Rick Jacobsen, who had been working for ACT UP, knew little about art when he started Kiki. He was given invaluable advice by Blake, who had just begun to make a name for himself (his "Negative Bunny" video plays at the current show, featuring a hilariously annoying stuffed rabbit). More importantly, perhaps, Kiki allowed artists a respite from the market, and from conformity. "In a way, it was another step toward the Mission School of do-it-yourself, politically charged artwork," Killian says. "There was an emphasis on gender issues and sexual issues that just brought everything out in the open, for better or for worse."
But, he adds, "I think also, every artist has a space, a place that's like a Never Never Land, and Kiki was like that. The times were so grim and terrible that as [artist] Wayne [Smith] says, everybody was really depressed. A lot of the work was angry and ugly. Maybe it could only have existed at that moment."
In a zine accompanying the retrospective, Larry Rinder, newly appointed director of the Berkeley Art Museum, traces Kiki's influence on Mission District art and beyond. Its legacy can be found in the "elevation of the value of insouciance," Rinder writes, and "in the relegation of market concerns to the lowest of priorities."

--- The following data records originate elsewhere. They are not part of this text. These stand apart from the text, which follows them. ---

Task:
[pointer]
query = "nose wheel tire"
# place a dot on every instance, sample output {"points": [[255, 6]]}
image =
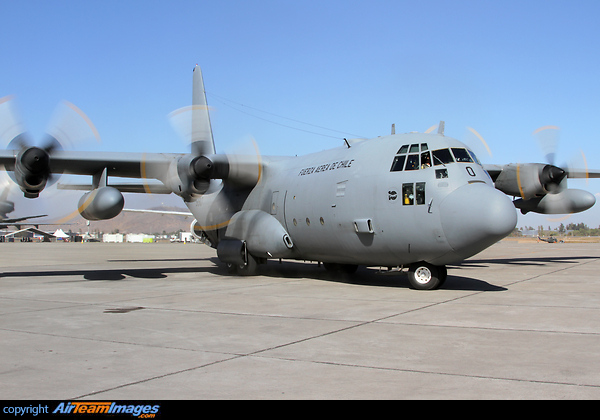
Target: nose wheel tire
{"points": [[424, 276], [248, 269]]}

In its heyday, the irreverence of the work shown at Kiki must have seemed shocking to many. In the current show's manifestation, it can only be described as valiant. As with so much bravery, there's a little bravado in the mix. Some of the work is more bark than bite, including bongs fashioned from cans and dolls that seem more juvenile than trenchant. Maybe that's the point, though — this is, after all, work culled from the Mission School's anxious youth. At the show's June 27 opening, attended by many of Kiki's original denizens, there were tears. "Many people reported having mixed emotions," Killian says. "They weren't sure they wanted to relive those times."
After the original Kiki closed in 1995, Rick Jacobsen returned to his mother's home in Wisconsin. He died two years later, promising to reincarnate as Michael Jackson's first child. Who knows? Maybe that's his soul behind Prince Michael I's veil, plotting a return to influence.